I put the firmware here for now: https://github.com/piernov/coppertalk_firmware
CopperTalk firmware is on the master branch, AirTalk Zephyr firmware is on the airtalk branch.
(in fact it's been a while since I worked on that and it's a bit of a mess but eh)
 

cheesestraws

Well-known member
The AirTalk board is inspired from the schematics you posted a while ago (not sure about the license of that though).

Yeah I really should do something about clarifying the licensing situation. How about this: the AirTalk hardware is under the CERN-OHL-S-2.0. I haven't uploaded my gerbers and stuff, but that's out of inertia rather than anything else. If anyone wants them please let me know and that'll give me the impetus to do something about it. If that license is incompatible with what anyone wants to do with it, please contact me. I am not a license absolutist :)

added a CH330N for programming and debugging the ESP32 from USB

Good call. Not adding USB for this to mine was, in retrospect, a mistake. Programming and debugging would have been significantly more ergonomic if I had!

more likely a threading/queuing problem I guess

I'm pretty sure that the issues I was seeing was that, but as I said, they "organically" went away before I found out what they were. Sigh.

Sadly I don't have a great understanding of the inner workings of the firmware (and the LocalTalk protocol and communication with TashTalk)

I'm very happy to answer any questions you have about the AirTalk firmware, and I can tell you my understanding of talking to the TashTalk though I'm not an expert in its innards. @tashtari 's own thread about the TashTalk is here: https://68kmla.org/bb/index.php?threads/tashtalk-single-chip-localtalk-interface.38955/ and might be a good place to ask!

(in fact it's been a while since I worked on that and it's a bit of a mess but eh)

Code is always a bit of a mess. I shall find it interesting having a look at your code. Thankyou!
 

micheledipaola

Well-known member
Hi all,
has anyone used the device on a mac plus? If yes, how do you power it? Can we steal some power from e.g. floppy drive connector?
@cheesestraws do you believe it would be ok to solder a wire on the usb +5v terminal and feed it to the floppy drive connector? Would it be already grounded or would in need an additional wire for ground?

Many thanks,

Andrew

I am moving files between my Plus and my SE/30 this moment, using two AirTalk boxes.
What I did is using the second ADB port of the AirTalk connected to the SE/30 to plug another ADB cable towards the AirTalk connected to the Plus, thus providing power there too.

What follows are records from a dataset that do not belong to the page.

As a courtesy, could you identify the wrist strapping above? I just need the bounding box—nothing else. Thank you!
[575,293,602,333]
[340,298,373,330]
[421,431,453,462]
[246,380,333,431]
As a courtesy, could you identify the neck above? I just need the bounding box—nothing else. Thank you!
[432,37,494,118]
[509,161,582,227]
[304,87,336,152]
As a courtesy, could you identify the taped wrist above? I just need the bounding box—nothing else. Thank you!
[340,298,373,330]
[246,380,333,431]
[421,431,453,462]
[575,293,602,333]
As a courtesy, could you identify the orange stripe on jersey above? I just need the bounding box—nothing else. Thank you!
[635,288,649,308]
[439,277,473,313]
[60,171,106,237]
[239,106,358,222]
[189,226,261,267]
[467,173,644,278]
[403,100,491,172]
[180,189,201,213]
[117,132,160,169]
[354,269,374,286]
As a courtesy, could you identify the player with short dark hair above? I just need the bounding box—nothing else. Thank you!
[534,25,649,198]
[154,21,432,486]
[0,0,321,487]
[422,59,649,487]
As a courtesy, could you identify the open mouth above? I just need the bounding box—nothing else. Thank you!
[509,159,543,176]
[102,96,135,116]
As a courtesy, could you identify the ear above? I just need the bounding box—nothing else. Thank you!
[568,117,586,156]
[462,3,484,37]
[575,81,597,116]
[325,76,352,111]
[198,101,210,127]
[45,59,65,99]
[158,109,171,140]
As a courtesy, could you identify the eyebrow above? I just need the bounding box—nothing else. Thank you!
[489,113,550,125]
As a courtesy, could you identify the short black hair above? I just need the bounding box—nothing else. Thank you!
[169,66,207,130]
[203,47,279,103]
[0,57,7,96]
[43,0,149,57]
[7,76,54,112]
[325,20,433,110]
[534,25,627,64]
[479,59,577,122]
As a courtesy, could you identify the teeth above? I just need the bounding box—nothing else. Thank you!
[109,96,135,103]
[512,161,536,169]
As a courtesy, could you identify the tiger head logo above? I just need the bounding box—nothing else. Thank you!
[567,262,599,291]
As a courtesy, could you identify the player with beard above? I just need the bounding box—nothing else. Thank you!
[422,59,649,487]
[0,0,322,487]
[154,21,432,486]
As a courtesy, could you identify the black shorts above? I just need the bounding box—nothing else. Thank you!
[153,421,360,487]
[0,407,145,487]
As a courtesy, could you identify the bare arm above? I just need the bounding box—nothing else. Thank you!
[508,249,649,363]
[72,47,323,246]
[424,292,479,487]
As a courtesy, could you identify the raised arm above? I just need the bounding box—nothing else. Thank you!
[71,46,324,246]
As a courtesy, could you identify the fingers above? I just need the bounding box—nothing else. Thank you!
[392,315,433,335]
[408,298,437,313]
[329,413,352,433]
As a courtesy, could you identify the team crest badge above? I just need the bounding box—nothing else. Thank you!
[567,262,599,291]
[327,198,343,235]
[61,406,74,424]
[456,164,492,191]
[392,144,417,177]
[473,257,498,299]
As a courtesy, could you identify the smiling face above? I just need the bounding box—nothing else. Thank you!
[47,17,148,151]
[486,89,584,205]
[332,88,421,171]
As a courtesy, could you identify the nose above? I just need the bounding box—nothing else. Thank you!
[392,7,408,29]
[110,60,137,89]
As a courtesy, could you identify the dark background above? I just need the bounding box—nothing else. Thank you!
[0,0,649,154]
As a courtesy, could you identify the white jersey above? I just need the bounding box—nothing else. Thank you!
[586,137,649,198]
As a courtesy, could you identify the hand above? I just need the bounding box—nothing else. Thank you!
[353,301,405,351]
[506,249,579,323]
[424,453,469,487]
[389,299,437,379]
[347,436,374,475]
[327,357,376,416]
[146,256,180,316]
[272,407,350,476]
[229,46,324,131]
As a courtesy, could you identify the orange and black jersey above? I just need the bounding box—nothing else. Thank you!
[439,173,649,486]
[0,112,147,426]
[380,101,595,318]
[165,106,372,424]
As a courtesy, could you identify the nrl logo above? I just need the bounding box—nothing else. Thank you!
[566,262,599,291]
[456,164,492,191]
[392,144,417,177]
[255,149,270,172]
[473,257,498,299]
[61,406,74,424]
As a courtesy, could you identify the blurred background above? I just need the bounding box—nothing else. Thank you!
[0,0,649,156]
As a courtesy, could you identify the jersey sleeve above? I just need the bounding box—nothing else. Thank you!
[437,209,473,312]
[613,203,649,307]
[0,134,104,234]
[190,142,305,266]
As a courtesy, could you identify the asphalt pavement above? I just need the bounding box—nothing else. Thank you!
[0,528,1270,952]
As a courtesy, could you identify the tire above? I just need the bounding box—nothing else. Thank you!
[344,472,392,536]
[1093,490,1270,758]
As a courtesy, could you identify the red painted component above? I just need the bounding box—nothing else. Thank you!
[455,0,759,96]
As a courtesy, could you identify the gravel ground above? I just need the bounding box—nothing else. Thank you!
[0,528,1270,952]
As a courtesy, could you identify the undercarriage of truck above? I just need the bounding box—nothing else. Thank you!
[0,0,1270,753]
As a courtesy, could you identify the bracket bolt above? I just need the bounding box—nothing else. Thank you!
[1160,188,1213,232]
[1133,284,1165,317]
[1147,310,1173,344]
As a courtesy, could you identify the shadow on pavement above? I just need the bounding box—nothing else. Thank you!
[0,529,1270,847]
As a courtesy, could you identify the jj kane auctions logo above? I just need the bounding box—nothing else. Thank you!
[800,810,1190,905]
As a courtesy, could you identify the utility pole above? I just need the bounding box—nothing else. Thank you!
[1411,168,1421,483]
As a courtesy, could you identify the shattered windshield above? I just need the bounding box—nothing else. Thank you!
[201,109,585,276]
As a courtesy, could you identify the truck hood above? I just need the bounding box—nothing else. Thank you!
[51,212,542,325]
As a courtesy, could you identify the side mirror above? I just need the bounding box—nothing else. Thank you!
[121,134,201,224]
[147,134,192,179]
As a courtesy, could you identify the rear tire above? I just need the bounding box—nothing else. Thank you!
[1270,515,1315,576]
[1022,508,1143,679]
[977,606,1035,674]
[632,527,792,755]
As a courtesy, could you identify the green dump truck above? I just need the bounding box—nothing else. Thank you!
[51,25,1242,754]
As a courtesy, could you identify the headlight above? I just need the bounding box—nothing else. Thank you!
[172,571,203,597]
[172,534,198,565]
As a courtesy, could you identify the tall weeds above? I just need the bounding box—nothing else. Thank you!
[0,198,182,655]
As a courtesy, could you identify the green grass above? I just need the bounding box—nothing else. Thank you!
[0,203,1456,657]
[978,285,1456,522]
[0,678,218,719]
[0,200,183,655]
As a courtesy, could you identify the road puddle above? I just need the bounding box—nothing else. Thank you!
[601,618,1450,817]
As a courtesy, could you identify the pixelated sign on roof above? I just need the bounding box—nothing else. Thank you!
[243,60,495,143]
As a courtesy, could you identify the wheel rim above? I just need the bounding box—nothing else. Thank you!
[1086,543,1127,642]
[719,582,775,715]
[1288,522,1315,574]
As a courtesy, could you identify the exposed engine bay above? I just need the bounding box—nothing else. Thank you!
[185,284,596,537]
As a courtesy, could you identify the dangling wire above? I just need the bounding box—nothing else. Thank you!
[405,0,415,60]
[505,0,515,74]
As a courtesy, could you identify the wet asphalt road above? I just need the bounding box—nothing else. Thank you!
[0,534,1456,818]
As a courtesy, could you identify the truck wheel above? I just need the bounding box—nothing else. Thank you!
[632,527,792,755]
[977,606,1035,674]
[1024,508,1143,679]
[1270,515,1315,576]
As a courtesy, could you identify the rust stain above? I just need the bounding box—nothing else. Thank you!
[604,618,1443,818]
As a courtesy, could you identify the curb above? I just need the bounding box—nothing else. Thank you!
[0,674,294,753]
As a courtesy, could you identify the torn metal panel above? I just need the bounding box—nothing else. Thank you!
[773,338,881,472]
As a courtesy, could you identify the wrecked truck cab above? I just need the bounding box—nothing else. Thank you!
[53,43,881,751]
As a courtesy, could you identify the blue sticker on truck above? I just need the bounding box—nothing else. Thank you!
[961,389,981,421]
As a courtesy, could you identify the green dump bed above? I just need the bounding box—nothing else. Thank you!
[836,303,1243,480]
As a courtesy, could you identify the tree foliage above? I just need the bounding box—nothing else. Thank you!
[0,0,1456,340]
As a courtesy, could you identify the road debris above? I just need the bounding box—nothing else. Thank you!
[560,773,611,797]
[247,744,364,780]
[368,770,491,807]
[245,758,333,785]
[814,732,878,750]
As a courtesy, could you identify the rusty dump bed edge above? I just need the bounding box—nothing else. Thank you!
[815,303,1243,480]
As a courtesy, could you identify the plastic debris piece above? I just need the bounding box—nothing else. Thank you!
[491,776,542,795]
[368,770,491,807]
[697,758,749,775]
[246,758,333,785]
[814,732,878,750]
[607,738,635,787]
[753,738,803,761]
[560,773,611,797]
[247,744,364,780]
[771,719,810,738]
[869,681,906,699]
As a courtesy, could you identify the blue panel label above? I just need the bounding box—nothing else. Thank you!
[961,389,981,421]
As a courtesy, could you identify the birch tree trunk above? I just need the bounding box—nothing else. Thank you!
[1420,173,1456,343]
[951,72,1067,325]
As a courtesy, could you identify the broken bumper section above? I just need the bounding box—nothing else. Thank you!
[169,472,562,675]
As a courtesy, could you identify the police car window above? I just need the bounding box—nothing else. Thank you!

All hail @cheesestraws for these little devices!
 

jazzius

New member
I am interested in getting this to use with my Macintosh SE for quickly copying files over from my modern PC! I recently got an internal BlueSCSI for it, but I have no convenient way of moving files to it and ZIP disks seem to be flaky and clunky at absolute best. How can I get one of these? What is the asking price?

FYI: Also, is this a kit? I CAN solder by the way and I actually soldered together my BlueSCSI kit myself to begin with.
 

daanvdl

Active member
Hi Jazzius,

I am working on a Airtalk kit and manuals, aiming at sub €50 for preprogrammed complete sets.
I will update within a few weeks. I need to do some more testing and finetuning before going live.

Cheers,
Daan
 

Iesca

Well-known member
Perhaps I missed it, but how does one setup Mini vMac 37's LocalTalk-to-UDP functionality?